Letter from MIT President Susan Hockfield

August 2010

Seminar XXI is renowned for both the quality of its content and the fierce loyalty of its alumni — so let me start with warm congratulations for everyone who has contributed to the success of this legendary program, from the instructors to the participants. Together, you’ve created a remarkable community of fellow learners, focused on issues that could not be more vital to the nation and the world.

When Jake Stewart, Mitzi Wertheim and Suzanne Berger helped launch Seminar XXI twenty-five years ago — three years before the fall of the Berlin Wall — they recognized an urgent need to help American military and civilian leaders assess and respond to the complex, unpredictable geopolitics of the day. They took as their premise that by learning to view the world through an array of contradictory economic, political and cultural lenses, participants would be equipped to ask unexpected questions about the facts before them — and would gain powerful new tools for diagnosis and strategy. 

Twenty-five years later — in a world even more complex — the need for such nimble, nuanced analysis remains urgent. And it’s a testament to the exceptional intellectual power and resilience of this multi-lens approach that Seminar XXI has never been more relevant, nor more oversubscribed.
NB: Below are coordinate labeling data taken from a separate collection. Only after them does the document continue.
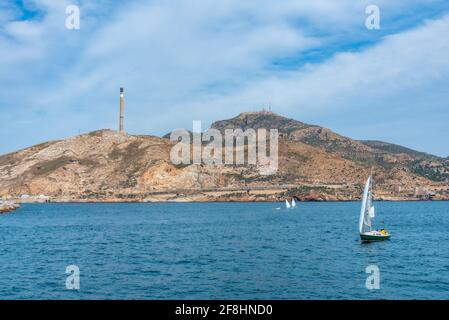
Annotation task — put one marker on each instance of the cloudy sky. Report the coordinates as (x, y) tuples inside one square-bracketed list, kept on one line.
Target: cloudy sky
[(184, 60)]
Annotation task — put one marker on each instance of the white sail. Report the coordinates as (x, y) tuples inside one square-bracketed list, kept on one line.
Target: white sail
[(371, 212), (364, 220)]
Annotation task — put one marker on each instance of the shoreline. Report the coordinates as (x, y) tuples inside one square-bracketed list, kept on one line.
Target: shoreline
[(243, 201)]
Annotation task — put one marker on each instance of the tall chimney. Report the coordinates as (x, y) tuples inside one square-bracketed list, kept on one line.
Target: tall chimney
[(122, 106)]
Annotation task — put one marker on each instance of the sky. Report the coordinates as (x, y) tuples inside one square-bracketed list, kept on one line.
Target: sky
[(182, 60)]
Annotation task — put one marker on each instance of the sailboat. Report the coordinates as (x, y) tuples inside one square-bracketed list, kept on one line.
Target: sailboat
[(367, 214)]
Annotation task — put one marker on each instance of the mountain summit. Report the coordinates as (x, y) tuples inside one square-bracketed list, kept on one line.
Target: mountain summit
[(315, 163)]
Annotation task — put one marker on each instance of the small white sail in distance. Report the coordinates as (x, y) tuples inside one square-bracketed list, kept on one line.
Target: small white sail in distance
[(365, 212)]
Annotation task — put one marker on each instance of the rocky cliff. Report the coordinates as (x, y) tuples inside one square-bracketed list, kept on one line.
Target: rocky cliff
[(314, 164)]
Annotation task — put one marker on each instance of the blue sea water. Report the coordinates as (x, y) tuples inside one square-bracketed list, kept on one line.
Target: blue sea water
[(222, 251)]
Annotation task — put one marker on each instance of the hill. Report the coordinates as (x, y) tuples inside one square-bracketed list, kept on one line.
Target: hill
[(314, 164)]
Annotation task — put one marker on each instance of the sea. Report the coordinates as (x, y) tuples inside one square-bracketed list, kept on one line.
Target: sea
[(223, 251)]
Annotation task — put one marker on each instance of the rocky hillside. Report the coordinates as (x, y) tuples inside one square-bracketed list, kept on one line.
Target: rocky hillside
[(314, 164)]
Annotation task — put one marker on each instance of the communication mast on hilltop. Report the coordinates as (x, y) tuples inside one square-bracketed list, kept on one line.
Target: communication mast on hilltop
[(122, 106)]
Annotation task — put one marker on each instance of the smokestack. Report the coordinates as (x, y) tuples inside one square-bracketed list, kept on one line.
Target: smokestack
[(122, 106)]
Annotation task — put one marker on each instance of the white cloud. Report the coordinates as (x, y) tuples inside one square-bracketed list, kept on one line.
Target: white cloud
[(182, 60)]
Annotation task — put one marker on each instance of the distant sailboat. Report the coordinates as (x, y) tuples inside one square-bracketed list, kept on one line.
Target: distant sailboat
[(367, 213), (293, 203)]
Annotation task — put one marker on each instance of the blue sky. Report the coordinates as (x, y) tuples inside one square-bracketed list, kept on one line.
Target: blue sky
[(179, 61)]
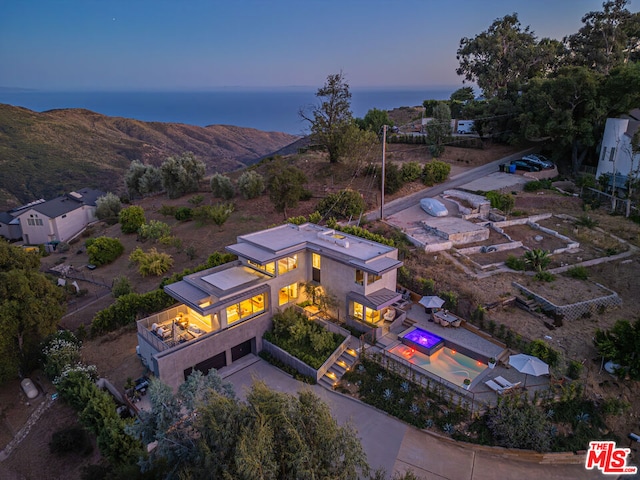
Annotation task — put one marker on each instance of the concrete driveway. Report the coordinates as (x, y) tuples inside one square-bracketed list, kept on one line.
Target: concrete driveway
[(397, 447)]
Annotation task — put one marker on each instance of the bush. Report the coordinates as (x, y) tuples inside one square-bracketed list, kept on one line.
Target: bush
[(435, 172), (183, 214), (410, 171), (222, 186), (540, 349), (251, 184), (154, 230), (70, 440), (343, 204), (392, 179), (578, 272), (151, 262), (121, 286), (104, 250), (131, 219)]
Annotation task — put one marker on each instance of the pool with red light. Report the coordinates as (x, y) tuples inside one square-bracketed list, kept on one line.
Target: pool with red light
[(423, 341)]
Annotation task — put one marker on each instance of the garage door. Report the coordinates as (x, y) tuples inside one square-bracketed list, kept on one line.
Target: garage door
[(217, 362), (241, 350)]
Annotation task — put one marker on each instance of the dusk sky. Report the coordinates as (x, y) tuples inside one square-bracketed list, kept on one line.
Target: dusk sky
[(198, 44)]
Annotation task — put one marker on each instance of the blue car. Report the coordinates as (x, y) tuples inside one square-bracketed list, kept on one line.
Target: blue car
[(434, 207)]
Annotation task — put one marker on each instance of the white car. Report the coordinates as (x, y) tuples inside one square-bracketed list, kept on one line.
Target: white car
[(434, 207)]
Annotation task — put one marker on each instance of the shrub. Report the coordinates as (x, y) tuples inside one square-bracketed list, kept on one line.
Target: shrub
[(59, 351), (586, 221), (121, 286), (410, 171), (154, 230), (502, 201), (343, 204), (222, 186), (131, 218), (183, 214), (540, 349), (168, 210), (392, 179), (104, 250), (70, 440), (251, 184), (545, 276), (574, 370), (151, 262), (578, 272), (435, 172), (515, 263)]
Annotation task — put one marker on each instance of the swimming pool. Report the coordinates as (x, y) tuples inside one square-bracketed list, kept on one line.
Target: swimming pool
[(445, 363)]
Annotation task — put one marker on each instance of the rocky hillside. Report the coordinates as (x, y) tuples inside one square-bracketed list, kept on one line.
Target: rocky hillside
[(45, 154)]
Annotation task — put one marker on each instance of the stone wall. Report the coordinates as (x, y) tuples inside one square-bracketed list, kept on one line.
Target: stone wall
[(577, 310)]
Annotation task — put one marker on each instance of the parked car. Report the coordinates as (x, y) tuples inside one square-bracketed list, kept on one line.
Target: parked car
[(434, 207), (527, 167), (540, 161)]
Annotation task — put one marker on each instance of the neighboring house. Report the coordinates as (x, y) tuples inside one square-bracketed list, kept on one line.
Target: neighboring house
[(9, 227), (616, 154), (60, 219), (224, 311)]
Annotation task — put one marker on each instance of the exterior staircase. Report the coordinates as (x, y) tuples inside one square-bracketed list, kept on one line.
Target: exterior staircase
[(339, 367)]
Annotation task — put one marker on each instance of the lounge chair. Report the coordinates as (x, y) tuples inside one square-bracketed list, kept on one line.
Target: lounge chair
[(494, 386)]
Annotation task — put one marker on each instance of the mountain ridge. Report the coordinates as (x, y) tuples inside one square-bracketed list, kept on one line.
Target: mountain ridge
[(45, 154)]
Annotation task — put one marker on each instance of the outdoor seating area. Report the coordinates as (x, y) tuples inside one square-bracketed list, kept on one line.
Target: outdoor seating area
[(501, 385)]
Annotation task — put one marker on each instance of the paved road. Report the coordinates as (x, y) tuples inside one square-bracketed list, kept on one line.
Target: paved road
[(397, 447), (463, 178)]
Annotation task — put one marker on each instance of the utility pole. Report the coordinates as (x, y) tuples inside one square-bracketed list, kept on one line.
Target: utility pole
[(384, 151)]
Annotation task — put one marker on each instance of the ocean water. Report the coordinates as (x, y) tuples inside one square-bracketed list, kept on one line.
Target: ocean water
[(264, 109)]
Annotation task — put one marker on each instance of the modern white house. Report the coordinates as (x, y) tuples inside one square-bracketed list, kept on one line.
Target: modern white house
[(223, 312), (60, 219), (616, 154)]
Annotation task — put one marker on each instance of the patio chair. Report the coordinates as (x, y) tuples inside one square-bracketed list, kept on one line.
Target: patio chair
[(494, 386)]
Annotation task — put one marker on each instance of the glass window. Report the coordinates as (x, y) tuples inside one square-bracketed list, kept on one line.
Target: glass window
[(246, 308), (288, 294), (372, 277), (315, 271), (269, 268), (358, 310), (373, 316), (287, 264)]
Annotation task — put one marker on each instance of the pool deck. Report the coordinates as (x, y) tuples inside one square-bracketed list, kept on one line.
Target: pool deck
[(468, 339)]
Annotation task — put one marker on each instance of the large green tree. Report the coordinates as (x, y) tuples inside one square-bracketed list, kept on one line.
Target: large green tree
[(439, 129), (332, 116), (181, 175), (31, 306), (502, 59)]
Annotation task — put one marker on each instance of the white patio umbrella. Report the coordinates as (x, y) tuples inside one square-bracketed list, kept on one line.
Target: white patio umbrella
[(529, 365), (431, 301)]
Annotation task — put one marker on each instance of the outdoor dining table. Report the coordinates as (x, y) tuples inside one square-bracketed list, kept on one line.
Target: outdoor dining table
[(447, 317)]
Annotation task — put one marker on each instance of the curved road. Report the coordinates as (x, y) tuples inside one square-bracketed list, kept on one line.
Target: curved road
[(463, 178), (397, 447)]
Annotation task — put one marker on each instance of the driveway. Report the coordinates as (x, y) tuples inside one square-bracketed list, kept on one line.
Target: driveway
[(397, 447)]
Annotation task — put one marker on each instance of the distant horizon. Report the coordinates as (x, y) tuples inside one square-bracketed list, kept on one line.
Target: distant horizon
[(198, 45)]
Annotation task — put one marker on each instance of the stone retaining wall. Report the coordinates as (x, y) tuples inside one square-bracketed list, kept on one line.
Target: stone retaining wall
[(575, 310)]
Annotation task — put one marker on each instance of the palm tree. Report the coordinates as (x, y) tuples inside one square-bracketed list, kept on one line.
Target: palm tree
[(537, 259)]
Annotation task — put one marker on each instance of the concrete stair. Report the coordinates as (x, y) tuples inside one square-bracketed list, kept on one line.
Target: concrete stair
[(338, 369)]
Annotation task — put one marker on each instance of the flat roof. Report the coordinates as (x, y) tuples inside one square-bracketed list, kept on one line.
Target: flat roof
[(232, 278), (283, 239)]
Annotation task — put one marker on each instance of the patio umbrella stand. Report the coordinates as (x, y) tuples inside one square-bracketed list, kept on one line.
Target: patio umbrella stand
[(529, 365)]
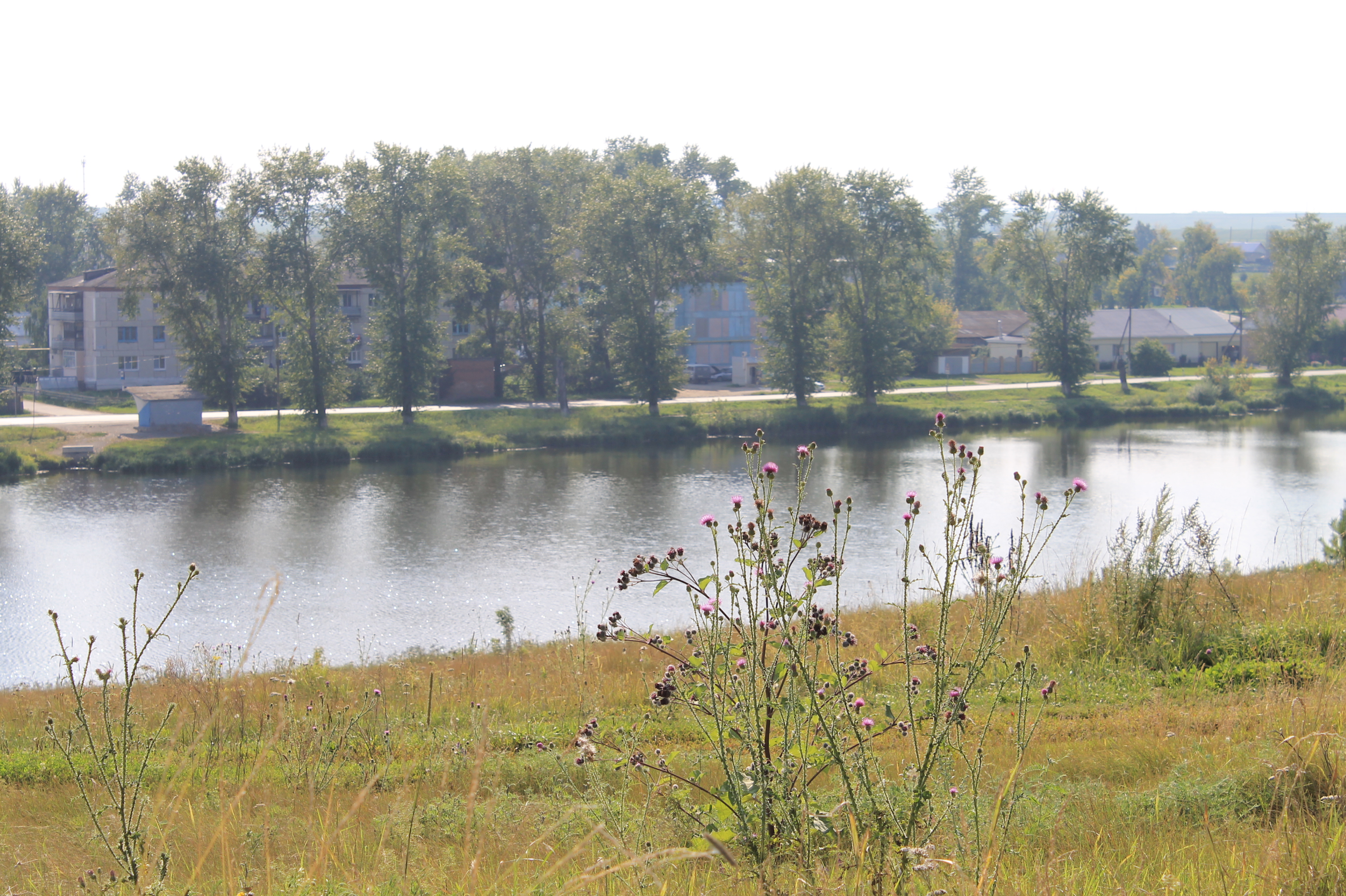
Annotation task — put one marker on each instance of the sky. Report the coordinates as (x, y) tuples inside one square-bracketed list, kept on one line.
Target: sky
[(1163, 107)]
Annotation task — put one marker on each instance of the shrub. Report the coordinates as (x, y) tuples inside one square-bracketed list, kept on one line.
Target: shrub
[(13, 463), (1152, 570), (1150, 358), (791, 708)]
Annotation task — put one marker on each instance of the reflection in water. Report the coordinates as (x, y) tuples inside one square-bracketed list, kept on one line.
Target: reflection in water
[(422, 555)]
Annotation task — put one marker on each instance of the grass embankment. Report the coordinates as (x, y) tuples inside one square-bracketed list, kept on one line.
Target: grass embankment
[(376, 438), (1158, 767), (26, 450)]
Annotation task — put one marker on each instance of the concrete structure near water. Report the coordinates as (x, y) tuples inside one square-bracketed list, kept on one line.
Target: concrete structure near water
[(167, 407)]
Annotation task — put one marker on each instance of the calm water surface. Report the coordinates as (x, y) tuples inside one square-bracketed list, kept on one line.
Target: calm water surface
[(377, 559)]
As one lieutenant colonel from the Marine Corps explained, through
Seminar XXI, he became “sensitive to the presence and pitfalls of a purely ‘American’ point of view. Just assimilating and internalizing the notion that other lenses on the same set of facts yield different conclusions [was] worth the
price of admission.”

Seminar XXI now boasts 1,652 alumni; I’m told that you can find those telltale “black cubes” on desks and book cases throughout the US Armed Forces, the federal government, the defense industry and the private sector. Your graduates even include four current members of the Joint Chiefs of Staff. It’s no wonder that many participants view the opportunity to connect with and learn from one another as one of the program’s many benefits.

MIT has a proud tradition of national service, from inventing technology to framing policy. I am very proud that, through MIT’s Center for International Studies, we continue this legacy through a program as enduring and effective as Seminar XXI. Congratulations on your 25th anniversary.